Our school plays porn to students. To my knowledge, it’s pseudo-porn and only in “English 154: Literature and Sexuality” during shopping period, but it’s alluring enough to induce 481 Harvard undergraduates into enrolling in the class, despite liberals, conservatives, and faculty alike decrying sexual objectification. Our school delights in humanism—reason! Intellect! Achievement! But when it comes to sex, the pursuit of physical pleasure—as long as you’ve got a condom—transcends reason. Self-control is prudish, unenlightened restraint—down with the patriarchy! Away with gender roles! My body is my play toy.

We have descended into a paradox. Sex gives us meaning—but is a meaningless end in itself. Our very identities are sexualized. As illustrated by “Harvard FML,” our newest and most embarrassing confessional outlet, hookups are messy, and college romance is messier. One cyber-girl moans, “All the guys I like always stop talking to me after we hook up. I feel like a classic ‘wham bam, thank you ma’am.’” If we are perplexed with organic chemistry and philosophy, then we are bewildered by sex, lust, love, and the specter of marriage.

We wildly seek answers. By trial, by error, by reading, by debating, by daydreaming, by flirting, by midnight talks lounging on roommate’s beds, by dining -hall conversations leaving us wondering where all the good men or women have gone: Is there truth? Will it set us free?

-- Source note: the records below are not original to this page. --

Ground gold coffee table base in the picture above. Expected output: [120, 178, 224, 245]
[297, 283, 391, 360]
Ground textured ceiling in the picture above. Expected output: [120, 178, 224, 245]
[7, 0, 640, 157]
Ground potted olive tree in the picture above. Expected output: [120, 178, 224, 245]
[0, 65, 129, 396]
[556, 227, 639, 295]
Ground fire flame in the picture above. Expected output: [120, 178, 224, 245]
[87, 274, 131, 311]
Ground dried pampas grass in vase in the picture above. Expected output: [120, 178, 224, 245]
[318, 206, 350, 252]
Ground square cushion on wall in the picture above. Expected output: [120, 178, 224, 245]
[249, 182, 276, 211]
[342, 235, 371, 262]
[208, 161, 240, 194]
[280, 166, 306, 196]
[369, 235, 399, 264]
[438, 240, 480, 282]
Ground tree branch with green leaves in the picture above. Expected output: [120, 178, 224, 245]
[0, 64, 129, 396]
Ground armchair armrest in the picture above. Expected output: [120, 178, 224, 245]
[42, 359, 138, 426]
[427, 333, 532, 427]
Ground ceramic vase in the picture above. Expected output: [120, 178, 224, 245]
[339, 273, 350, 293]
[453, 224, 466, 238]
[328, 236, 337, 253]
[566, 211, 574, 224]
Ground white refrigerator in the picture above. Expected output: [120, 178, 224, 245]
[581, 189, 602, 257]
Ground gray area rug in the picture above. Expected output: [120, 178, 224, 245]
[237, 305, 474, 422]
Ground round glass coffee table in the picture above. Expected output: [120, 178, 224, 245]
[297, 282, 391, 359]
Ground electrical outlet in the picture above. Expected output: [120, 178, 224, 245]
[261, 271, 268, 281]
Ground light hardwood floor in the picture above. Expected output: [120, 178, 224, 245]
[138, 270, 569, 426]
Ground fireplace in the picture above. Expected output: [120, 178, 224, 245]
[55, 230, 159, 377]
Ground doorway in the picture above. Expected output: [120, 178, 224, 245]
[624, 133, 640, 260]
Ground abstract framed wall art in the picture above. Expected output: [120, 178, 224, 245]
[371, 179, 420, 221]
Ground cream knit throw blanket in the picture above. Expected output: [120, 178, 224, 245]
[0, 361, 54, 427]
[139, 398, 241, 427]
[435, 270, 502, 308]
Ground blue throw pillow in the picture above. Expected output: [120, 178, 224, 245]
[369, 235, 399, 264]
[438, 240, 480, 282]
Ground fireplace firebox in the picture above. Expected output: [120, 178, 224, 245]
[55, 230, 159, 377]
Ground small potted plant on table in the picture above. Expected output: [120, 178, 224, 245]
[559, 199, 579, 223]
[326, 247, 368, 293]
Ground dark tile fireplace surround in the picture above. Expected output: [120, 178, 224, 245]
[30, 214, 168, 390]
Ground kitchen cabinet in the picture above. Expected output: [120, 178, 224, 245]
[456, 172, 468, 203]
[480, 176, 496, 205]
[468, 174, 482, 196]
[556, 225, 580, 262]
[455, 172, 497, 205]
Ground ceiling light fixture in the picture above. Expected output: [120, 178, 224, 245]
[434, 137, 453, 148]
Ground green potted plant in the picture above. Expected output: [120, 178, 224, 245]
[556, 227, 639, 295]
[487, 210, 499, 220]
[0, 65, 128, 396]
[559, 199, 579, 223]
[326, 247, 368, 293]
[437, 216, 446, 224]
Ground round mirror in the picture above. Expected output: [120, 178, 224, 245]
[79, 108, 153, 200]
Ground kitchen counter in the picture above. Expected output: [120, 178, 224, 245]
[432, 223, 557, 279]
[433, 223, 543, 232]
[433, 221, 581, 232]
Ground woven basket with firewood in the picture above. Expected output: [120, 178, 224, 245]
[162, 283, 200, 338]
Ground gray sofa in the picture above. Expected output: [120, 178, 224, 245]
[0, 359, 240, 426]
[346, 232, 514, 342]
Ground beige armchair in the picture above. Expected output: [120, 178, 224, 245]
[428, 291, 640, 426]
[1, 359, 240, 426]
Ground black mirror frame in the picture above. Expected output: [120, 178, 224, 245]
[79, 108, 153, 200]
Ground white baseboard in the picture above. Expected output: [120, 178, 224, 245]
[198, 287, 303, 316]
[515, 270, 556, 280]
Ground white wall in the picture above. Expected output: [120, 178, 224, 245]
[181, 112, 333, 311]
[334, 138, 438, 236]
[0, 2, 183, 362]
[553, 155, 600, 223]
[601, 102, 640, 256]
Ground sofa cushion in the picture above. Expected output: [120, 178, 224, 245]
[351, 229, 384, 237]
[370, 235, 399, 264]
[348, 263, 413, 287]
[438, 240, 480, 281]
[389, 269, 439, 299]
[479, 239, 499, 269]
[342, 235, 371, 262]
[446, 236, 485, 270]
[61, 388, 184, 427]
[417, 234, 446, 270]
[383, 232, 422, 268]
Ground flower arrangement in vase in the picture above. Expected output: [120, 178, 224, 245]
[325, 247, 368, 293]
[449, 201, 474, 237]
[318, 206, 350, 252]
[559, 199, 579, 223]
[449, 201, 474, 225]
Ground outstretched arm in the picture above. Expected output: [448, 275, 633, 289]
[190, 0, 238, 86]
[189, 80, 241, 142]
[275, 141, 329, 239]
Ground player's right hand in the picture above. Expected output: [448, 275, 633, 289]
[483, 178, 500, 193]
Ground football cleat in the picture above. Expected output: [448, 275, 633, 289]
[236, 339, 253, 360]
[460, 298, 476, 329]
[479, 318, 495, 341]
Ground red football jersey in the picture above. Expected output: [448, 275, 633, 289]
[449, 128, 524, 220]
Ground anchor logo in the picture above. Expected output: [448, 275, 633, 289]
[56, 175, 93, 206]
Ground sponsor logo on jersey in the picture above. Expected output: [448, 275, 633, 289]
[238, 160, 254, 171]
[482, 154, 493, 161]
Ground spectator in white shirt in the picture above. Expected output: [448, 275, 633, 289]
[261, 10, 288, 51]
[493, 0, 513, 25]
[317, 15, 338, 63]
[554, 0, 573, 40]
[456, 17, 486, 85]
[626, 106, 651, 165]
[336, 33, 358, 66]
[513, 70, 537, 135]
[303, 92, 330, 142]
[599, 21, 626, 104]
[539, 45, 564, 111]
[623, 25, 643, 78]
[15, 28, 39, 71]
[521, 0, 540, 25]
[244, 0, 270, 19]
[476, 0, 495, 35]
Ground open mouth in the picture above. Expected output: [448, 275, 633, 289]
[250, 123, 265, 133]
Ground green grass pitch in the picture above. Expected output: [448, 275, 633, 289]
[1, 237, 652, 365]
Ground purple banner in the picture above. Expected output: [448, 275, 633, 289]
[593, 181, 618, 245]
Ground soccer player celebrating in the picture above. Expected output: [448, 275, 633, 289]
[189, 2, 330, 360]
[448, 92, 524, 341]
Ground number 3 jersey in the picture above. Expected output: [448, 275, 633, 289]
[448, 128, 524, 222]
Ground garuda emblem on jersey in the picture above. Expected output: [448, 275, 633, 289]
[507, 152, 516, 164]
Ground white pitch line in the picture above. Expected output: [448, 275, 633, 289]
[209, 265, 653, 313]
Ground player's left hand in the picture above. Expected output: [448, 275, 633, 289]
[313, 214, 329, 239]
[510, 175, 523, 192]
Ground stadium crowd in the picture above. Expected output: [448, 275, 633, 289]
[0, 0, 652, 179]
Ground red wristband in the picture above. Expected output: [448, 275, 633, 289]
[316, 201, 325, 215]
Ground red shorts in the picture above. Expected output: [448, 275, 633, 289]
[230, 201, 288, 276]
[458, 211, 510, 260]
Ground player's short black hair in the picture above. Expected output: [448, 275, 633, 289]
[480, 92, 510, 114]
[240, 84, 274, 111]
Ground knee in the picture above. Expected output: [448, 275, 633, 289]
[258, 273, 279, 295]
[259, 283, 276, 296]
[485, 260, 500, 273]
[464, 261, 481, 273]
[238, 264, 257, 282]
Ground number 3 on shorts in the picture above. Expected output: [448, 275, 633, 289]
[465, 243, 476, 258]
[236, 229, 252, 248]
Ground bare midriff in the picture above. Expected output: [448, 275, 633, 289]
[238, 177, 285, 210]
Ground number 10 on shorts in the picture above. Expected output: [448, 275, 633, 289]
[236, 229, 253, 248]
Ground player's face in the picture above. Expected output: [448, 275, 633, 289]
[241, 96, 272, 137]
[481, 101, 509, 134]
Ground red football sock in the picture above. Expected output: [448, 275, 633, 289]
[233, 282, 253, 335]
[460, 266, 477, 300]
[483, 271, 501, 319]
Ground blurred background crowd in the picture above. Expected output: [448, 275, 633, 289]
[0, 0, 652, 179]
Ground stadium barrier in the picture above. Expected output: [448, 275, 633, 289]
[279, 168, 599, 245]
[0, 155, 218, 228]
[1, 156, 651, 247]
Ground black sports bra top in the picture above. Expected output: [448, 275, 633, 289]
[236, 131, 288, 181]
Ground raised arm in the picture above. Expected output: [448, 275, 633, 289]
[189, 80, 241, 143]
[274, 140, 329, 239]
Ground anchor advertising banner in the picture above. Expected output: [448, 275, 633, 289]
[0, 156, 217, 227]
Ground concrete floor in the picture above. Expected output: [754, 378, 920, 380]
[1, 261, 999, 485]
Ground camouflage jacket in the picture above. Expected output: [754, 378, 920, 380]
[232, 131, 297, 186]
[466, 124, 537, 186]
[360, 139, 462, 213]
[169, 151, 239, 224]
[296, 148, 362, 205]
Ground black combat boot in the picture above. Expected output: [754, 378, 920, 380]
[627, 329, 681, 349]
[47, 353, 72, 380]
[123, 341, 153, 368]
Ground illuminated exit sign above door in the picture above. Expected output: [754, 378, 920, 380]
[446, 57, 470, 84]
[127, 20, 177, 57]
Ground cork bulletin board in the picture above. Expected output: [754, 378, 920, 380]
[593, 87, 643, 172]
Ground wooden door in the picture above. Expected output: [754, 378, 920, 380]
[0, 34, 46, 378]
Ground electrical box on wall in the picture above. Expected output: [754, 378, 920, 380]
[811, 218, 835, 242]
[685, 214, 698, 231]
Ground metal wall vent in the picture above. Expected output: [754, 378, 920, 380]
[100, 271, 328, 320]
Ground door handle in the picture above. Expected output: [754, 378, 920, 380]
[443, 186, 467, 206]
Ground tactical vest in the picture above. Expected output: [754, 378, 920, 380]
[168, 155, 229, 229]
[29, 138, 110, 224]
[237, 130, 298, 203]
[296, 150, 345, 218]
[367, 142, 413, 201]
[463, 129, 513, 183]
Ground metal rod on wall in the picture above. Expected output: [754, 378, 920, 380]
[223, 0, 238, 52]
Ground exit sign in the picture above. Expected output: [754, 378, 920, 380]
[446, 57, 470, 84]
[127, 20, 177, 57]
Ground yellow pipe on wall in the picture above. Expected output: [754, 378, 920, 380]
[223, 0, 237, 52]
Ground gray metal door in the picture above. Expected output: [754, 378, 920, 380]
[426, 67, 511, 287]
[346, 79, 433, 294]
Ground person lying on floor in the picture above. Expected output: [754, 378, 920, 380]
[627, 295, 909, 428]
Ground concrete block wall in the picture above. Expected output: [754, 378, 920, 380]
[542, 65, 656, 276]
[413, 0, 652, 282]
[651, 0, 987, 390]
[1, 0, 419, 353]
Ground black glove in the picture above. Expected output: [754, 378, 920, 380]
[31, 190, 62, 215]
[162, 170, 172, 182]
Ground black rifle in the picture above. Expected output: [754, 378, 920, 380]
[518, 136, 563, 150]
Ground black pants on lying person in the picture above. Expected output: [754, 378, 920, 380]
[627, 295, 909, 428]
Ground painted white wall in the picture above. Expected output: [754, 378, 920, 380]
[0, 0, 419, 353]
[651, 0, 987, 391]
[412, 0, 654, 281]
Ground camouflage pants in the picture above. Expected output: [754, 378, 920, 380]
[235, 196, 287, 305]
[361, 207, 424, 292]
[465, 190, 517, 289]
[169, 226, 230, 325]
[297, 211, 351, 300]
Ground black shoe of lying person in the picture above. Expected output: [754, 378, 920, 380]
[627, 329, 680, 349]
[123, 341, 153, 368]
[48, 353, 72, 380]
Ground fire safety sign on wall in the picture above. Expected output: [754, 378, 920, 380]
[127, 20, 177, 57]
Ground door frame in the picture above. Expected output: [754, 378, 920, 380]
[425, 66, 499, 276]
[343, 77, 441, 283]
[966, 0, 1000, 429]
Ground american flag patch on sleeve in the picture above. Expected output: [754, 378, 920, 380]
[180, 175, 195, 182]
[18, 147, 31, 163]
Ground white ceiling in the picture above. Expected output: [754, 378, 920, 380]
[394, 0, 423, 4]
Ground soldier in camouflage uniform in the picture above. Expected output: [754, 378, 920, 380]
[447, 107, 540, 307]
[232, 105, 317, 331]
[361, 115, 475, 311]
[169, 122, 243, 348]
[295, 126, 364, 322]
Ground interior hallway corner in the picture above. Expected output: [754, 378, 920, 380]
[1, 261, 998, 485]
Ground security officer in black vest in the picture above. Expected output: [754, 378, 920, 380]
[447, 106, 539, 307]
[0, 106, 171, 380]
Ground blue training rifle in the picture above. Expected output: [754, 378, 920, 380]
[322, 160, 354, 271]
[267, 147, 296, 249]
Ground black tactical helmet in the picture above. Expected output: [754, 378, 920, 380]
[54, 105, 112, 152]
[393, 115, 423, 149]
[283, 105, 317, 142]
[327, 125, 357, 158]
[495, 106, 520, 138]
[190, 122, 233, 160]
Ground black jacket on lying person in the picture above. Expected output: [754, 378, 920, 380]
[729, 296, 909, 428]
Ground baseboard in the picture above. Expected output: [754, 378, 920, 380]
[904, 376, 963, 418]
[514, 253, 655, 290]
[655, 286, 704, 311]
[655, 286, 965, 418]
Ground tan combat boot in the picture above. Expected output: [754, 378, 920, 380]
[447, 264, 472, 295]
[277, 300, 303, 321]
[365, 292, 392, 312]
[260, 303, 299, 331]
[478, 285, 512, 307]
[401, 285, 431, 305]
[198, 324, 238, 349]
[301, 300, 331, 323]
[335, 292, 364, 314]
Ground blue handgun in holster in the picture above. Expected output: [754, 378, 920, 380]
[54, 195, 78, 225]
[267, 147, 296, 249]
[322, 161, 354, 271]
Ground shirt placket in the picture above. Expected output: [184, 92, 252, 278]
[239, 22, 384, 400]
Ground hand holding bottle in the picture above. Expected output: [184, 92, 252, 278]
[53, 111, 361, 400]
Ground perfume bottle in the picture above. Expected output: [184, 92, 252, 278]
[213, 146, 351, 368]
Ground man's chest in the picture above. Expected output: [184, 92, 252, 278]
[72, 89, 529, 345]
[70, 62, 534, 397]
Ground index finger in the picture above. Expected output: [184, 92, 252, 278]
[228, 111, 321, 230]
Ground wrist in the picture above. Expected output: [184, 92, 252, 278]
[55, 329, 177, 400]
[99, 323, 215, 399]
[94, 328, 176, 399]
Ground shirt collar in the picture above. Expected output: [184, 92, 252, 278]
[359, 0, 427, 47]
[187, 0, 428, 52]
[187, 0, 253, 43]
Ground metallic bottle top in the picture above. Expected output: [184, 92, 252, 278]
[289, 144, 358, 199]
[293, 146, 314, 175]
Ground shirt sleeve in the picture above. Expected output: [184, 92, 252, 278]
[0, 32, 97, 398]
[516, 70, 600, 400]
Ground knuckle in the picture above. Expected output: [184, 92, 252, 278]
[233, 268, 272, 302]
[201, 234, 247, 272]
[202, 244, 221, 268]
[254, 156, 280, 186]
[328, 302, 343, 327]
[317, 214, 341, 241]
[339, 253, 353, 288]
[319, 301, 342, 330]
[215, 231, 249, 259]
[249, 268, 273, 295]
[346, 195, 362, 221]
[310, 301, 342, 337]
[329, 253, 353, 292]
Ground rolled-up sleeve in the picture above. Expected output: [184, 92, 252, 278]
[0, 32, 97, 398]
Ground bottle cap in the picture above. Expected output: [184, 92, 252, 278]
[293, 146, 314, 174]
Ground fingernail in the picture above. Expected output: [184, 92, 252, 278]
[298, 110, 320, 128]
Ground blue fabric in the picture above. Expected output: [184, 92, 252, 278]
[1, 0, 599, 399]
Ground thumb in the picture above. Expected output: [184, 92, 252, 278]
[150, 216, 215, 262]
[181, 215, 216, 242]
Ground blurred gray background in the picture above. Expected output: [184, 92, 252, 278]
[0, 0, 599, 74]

It is in this whirlwind that True Love Revolution connects the fragments of our culture. The nature of the 21st-century academic relegates us to later marriages. We are destined to fall in and out of love—or something—again and again before we seal the deal. This open time window encourages sexual activity—with or without commitment. “Gossip Girl” features high-school students losing both their virginity and dignity, Cosmopolitan flouts sex tips, movies mock men who wait for marriage, and intellectuals call casual sex empowering. It’s difficult to describe the plot of a contemporary TV show without relating who slept with whom. If cultures speak, then our culture screams: “It’s normal, OK?”

But if casual sex is normal, why do culture and academia need to remind us? Better yet, why do some radical feminists save their virginity? Why do at least 42 percent of Harvard students not have sex? Some declare that we just can’t get any sex, but if a larger percentage of the student body wanted the hookup culture, odds would be pretty good that more students could find it.

Without declaring war, True Love Revolution draws a conclusion. Culture reduces us to the sexual, but being human promises so much more. The sexualization of people and relationships hinders our development as human beings. When we embrace the sexual culture that stretches its logic to render us servile, we find ourselves unfulfilled. Abstinence resists cultural messages about human worth. Unlike casual sex, abstinence is empowering because, instead of making sex and uncontrolled lust an end, it makes people the end.

English 154 grapples with this same idea. “Sexuality” has gradually displaced “soul,” “mind,” and “character” as the most essential and salient ingredient in modern subjectivity, as the “truth of the self,” reads the course description. Temporary physical pleasure now outwits the soul, reason, and virtue. Gone are the days when we place value on condemning its consequences, though many conspicuously refuse to participate.

The vast majority of college students seek marriage one day, but our perspectives on relationships do not always reflect this. It is as if commitment is a character trait developed instantly at the altar—once the ring is on the finger. But those of us addicted to endorphins, prone to procrastination, or disposed to overspending recognize that traits cannot apparate; they must be habituated. By trial and error, society found that cohabitation and increased number of sexual partners lead to higher divorce rates.

In this commitment-less environment, social connections wither away, as evidenced in Professor Robert Putnam’s sobering book, “Bowling Alone.” On our fast-paced campus, a dating-culture return may be distant, but a return to commitment habituated through abstinence to a future partner will both galvanize the dating scene and make people more deeply known—a longing so prevalent it is heartbreaking.

We are lackluster students—we believe what we learn. We willingly objectify ourselves, and our best foot forward is our sexuality, not our soul. When we embrace the sexualized college student role, we surrender our identities: The vibrant, beautiful, curious, winsome, self-controlled men and women that we are. Will we be slaves to sexuality, or seek out something more?

Rachel L. Wagley ’11 is a sociology concentrator in Quincy House, She is the co-president of True Love Revolution.